Ce nouveau (et très onéreux) rapport à la montagne, entre expérience privée et levier de distinction, est particulièrement bien analysé par Justin Farrell. Pour son enquête de référence sur l’appropriation des espaces naturels par les ultrariches aux États-Unis, Billionaire Wilderness, ce sociologue et professeur à Yale s’est infiltré dans les clubs ultrapremium du Wyoming, région la plus inégalitaire des USA (Yellowstone Club compris). « Les paysages [...] se transforment en enclaves ultra-exclusives, où l'argent garantit un accès privé aux vertus curatives de la nature et un refuge contre le matérialisme grossier », écrit-il. À Powder Mountain, ce capital naturel est devenu business model. Les cotisations premium et la vente de lots à plusieurs millions ont ainsi financé, côté public, trois nouveaux télésièges, un accès élargi au hors-piste et même une fondation d’art contemporain en plein air, avec des œuvres d’EJ Hill. Mais du côté des locaux, cette appropriation irrite. La pétition «Save Powder Mountain », lancée par des habitants historiques, dénonce une privatisation rampante : 800 hectares subtilisés au domaine public, des remontées comme le Sunrise Lift promises à une fermeture discrète, une communauté locale reléguée au second plan... « Powder Mountain crée un précédent dangereux pour la privatisation future des stations de ski à l’échelle nationale », souligne le texte.

Demain, les Alpes ?

La question dépasse largement les forêts de l'Utah. Car Vail Resorts, l'empire du ski multipasse, lorgne désormais sur les cimes européennes et a acquis deux stations suisses. Faut-il s'attendre à un repli des élites vers un ski premium sur le Vieux Continent, comme à Powder Mountain ? En France, le cadre juridique fait obstacle. « Les domaines skiables sont souvent gérés en délégation de service public. Même si un privé exploite la station, il ne peut pas réserver l'accès à une clientèle spécifique », explique Clémence Perrin-Malterre, maîtresse de conférences spécialisée dans la sociologie des sports à l'Université Savoie Mont Blanc. Selon la chercheuse, dans l'Hexagone, « la privatisation ne passe pas forcément par une appropriation physique ou légale », mais « se joue davantage à travers les barrières culturelles et financières ». Cas d'école : Megève, Courchevel, où les prix constituent déjà un filtre social implacable.

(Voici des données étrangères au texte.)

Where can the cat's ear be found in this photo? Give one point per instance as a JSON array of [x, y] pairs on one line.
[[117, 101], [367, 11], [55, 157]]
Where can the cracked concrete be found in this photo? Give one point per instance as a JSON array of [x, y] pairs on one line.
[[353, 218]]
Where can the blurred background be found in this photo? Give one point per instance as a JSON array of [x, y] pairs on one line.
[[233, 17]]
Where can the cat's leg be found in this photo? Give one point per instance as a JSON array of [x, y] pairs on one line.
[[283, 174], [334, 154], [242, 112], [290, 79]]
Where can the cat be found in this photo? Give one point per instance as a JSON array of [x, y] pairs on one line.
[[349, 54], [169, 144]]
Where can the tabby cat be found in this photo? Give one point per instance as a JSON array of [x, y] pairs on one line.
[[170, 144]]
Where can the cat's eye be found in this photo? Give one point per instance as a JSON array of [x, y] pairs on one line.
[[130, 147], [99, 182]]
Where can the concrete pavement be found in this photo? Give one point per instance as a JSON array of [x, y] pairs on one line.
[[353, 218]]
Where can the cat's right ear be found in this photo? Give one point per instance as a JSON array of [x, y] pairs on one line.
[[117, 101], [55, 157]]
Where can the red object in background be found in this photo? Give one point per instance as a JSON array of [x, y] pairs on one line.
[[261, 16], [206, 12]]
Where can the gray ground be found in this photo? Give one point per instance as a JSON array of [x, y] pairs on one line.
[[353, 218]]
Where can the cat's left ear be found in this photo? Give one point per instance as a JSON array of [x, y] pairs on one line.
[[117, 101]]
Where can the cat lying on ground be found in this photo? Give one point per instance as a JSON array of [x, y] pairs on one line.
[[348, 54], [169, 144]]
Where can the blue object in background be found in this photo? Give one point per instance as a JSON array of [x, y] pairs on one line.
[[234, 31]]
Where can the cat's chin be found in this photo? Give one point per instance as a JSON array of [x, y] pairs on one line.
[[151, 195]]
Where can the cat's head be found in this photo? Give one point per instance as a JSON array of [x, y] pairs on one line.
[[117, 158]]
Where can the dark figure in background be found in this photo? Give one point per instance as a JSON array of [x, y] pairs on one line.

« Le ski est déjà une pratique élitiste, mais des modèles comme celui [de Powder Mountain] risquent d'accentuer cet écart, renforçant une montagne à deux vitesses », alerte la sociologue. À l'inverse, le ski familial et populaire, héritage de la décennie 1970-1980, vit ses dernières heures, rattrapé par le dérèglement climatique et la course au premium. « En basse altitude, les petites stations, historiquement pensées comme des lieux de démocratisation du ski, ferment les unes après les autres », rappelle la chercheuse. Sur les sommets de l'Utah, les voisins de Reed Hastings, eux, ne s’inquiètent pas pour l’avenir. « On veut pouvoir skier ici jusqu’à nos 90 ans », lui ont-ils confié. Quand on prend de la hauteur, tout est tellement plus simple.